Merge tables by column similarity

karelman · September 23, 2015, 9:33pm

I want to merge two huge tables that the only information that have in "common" is the title of the document.
The problem is that the title is not always written exactly in the same way in all cases.
My idea is to do a clustering based on strings similarity using a distance method and then find the "pairs" in both tables.
The problem is that in any of the documentation I had found, you have to have a single table to calculate the distance measure.

Example:

Table 1
Columns
Feature 1, Feature 2, PojName, Feature 3

Table 2
Columns
Feature X, Feature Y, Feature Z, PojectName

Expected Table Result;
Columns
Feature 1, Feature 2, PojName, Feature 3, Feature X, Feature Y, Feature Z, PojectName.
In wich, the string in cells of PojName, and the one in PojectName are identical or mainly the same.

Geo · September 25, 2015, 1:35am

How about the node Similarity Search fed by the String Distances node ? The Similarity Search node finds the nearest neighbor in the reference table for each observation in your table based on the measure (in port or configure screen, depends on the function you are looking for). Jaro-Winkler, n-gram, Levenshtein, etc. all is there.

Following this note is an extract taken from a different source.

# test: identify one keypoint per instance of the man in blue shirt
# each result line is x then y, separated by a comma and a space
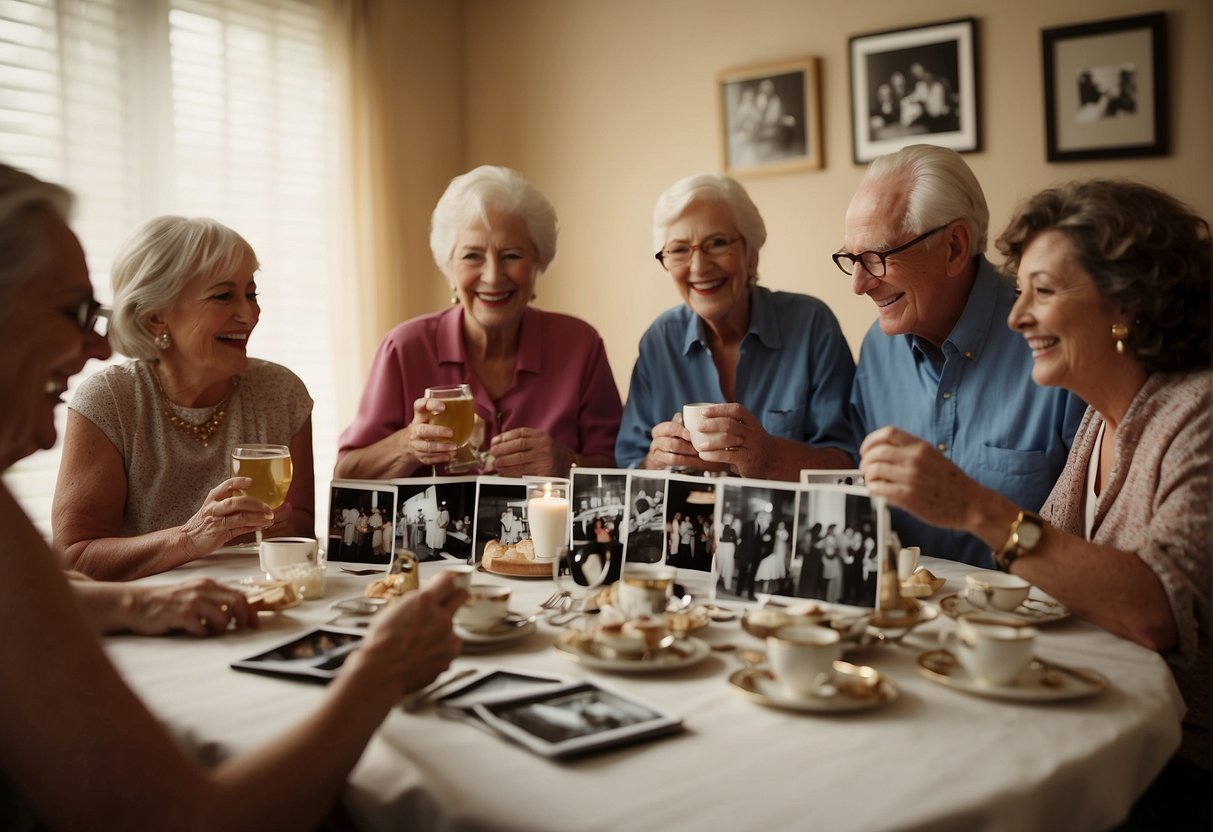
940, 363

karelman · September 28, 2015, 11:58am

Yes, the use a similarity measure is the way, but the problem is that a node like string distance demands the use of ONE table, and I have TWO tables among I need to compare just by one column. In other words the distance node must have two input channels-

Geo · September 28, 2015, 10:24pm

The trick won't work if you have two different column names, i.e. PojName and PojectName. You need to rename one of the two columns, so that the names match. Then use the string distance node with your reference table and feed it into Similarity Search. After that connect the reference table and the other table. Now, the function from String distance node will be used - it will be mentioned in the configuration screen and you won't be able to choose any other distance function than the one that you have fed. Alternatively, you can feed no string distance function and you'll be served with a drop down menu to choose distance functions - of course, your desired candidate distance function may not be there.

The key step here is to have one string column name which is identical in both tables.

P.S.: The way I understand the distance function nodes is that they only define the parameters (distance type, distance parameters, variables involved in the calculation, etc.), however, nothing is calculated until you connect them to a relevant node, such as Similarity Search.

petermeissner · October 28, 2019, 3:02pm

To pick up on this again:

Using Similarity Search you can ‘Join’ two tables.
The similarities will be calculated on a column of your choosing.
The column name has to be the same for both tables.
The number of matches as well as upper and lower bounds for similarities can be specified.
Last but not least one can choose a column of the second table that will be appended to the joined table (e.g. an ID column to identify the rows of table 2 that have been joined).

Stay calm, the interface is a bit confusing.